A speaker from a talk/lecture I attended recently quoted the following inequality without proof, and for no good reason I have taken it upon myself to prove it:
Let $A\in SL(2,\mathbb{C})$, so $\det\left(A\right) = 1$. Also, let $\not x \equiv x^\mu \sigma_\mu$ where $x^\mu=(x^0,x^1,x^2,x^3)$ is an arbitrary real-valued four-vector (tuple of 4 real numbers) and $\sigma_\mu=(\sigma_0,\sigma_1,\sigma_2,\sigma_3)$ are the usual Pauli matrices with:
$$\begin{align}
\sigma_0&=-\begin{pmatrix}1 & 0 \\ 0 & 1 \end{pmatrix}\\
&\\
\sigma_1=\sigma_x\hspace{0.7cm}\,\,\,\sigma_2&=\sigma_y\hspace{1cm}\,\,\,\sigma_3=\sigma_z
\end{align}
$$
I would like to prove the following harmless looking inequality:
$$\text{Tr} [A\not x A ^{\dagger}\not x]\geq0$$
My progress:
I know that the trace is definitely real, and so the inequality is well-defined:
$$\begin{align}
\text{Tr}[A\not x A ^{\dagger}\not x]^*&=\text{Tr}[(A\not x A ^{\dagger} \not x )^\dagger]\\
&=\text{Tr}[(\not x )^{\dagger}(A^{\dagger})^{\dagger}(\not x )^{\dagger}(A)^{\dagger}]\\
&=\text{Tr}[\not x A \not x A ^{\dagger} ]\\
&=\text{Tr}[A\not x A ^{\dagger} \not x]
\end{align}$$
Honestly, apart from this I don't know what I could do.
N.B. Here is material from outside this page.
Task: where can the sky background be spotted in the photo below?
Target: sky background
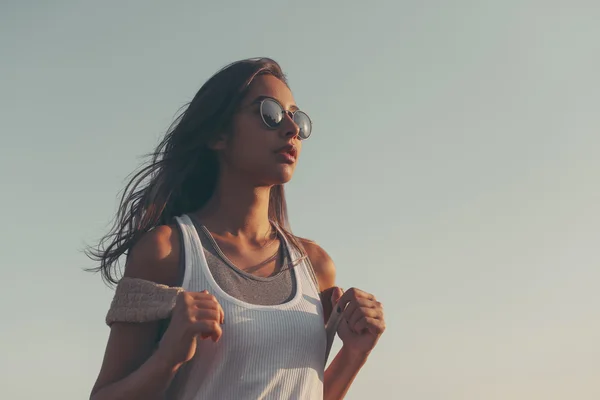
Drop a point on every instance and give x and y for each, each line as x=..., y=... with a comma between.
x=453, y=172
Hints and/or suggestions would be much appreciated.
Best Answer
Let $x=\sigma_3$, $A=\mathrm{i}\sigma_2$. Then $\det A = 1$, so $A\in\mathrm{SL}_2\mathbb{C}$. Nevertheless $$\begin{split}AxA^{\dagger}x&=(\mathrm{i}\sigma_2)\sigma_3(\mathrm{i}\sigma_2)^{\dagger}\sigma_3\\ &=\sigma_2\sigma_3\sigma_2\sigma_3\\ &=-\sigma_2^2\sigma_3^2\\ &=\sigma_0\end{split}$$ whence $$\mathrm{Tr}\,AxA^{\dagger}x=-2\text{.}$$